Billions of dollars worth of funds from oil exporting nations have made their way into banks from Zurich to London in recent years. These inflows helped banks withstand credit crisis losses and, given much of the money was in dollars, was a source of dollar liquidity during recent money market difficulties.
Petrodollars also arguably fed the lending boom while it lasted and cushioned the effects when the boom turned to bust. But, with oil having tumbled to around $55 per barrel from almost $150 this summer and the mid-$90s a year ago, flows into European banks will likely drop dramatically. What’s more, a global recession and rolling financial crises mean that oil producers such as Russia and the Middle East states will have new calls to spend money at home, further diminishing the money available to grease the wheels of international banking.

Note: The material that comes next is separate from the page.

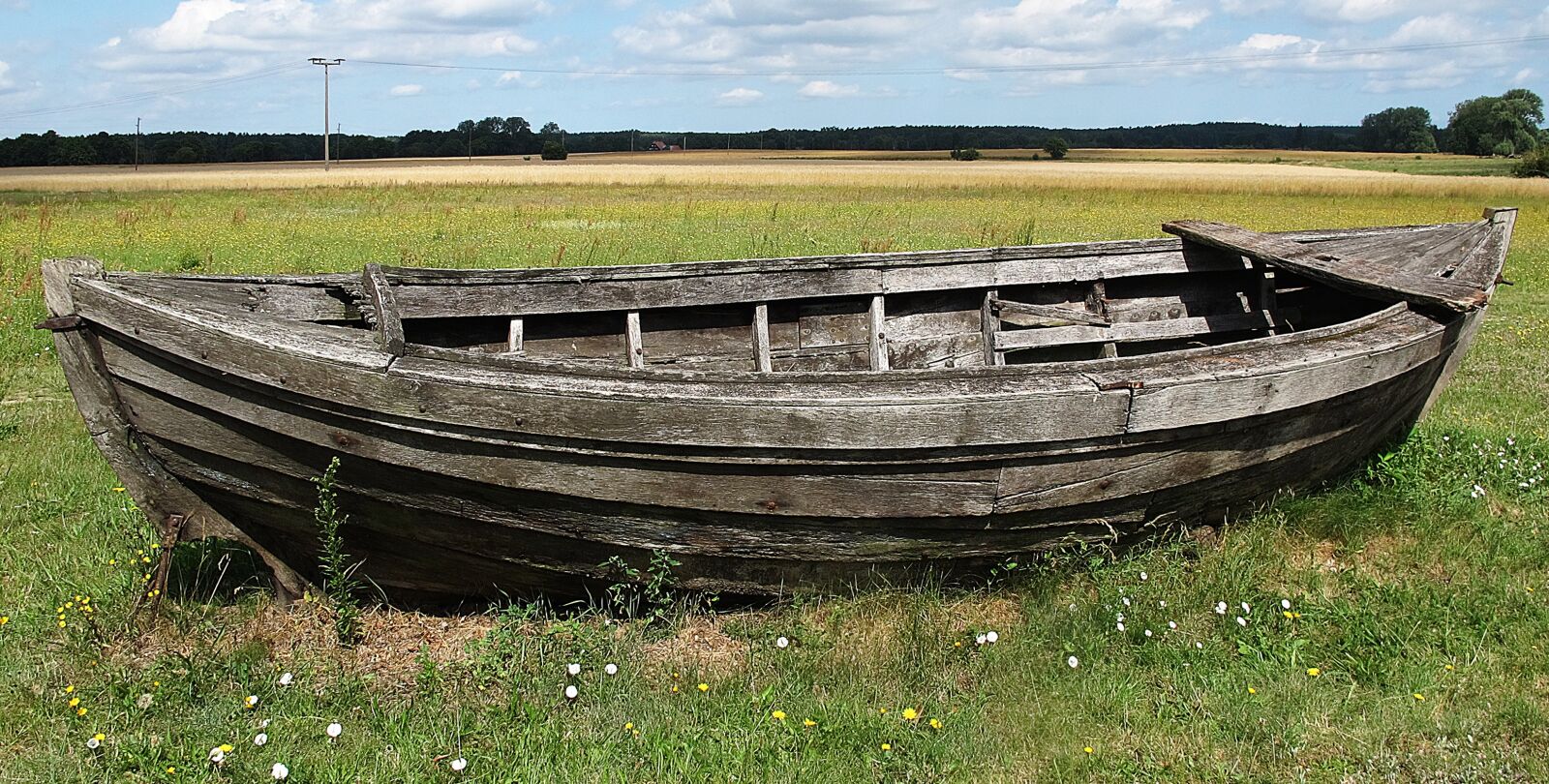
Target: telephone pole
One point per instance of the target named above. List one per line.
(325, 66)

Though it is impossible to track exactly, depositors from oil exporting states have long shown a preference for British and European banks over U.S. ones, some for political reasons, such as Venezuela, and some out of concern over the effects of post-Sept. 11 U.S. banking disclosure laws.
This, needless to say, is not a good time for these banks to lose an important source of inflows. It will worsen their position and make it tougher for their clients to secure loans.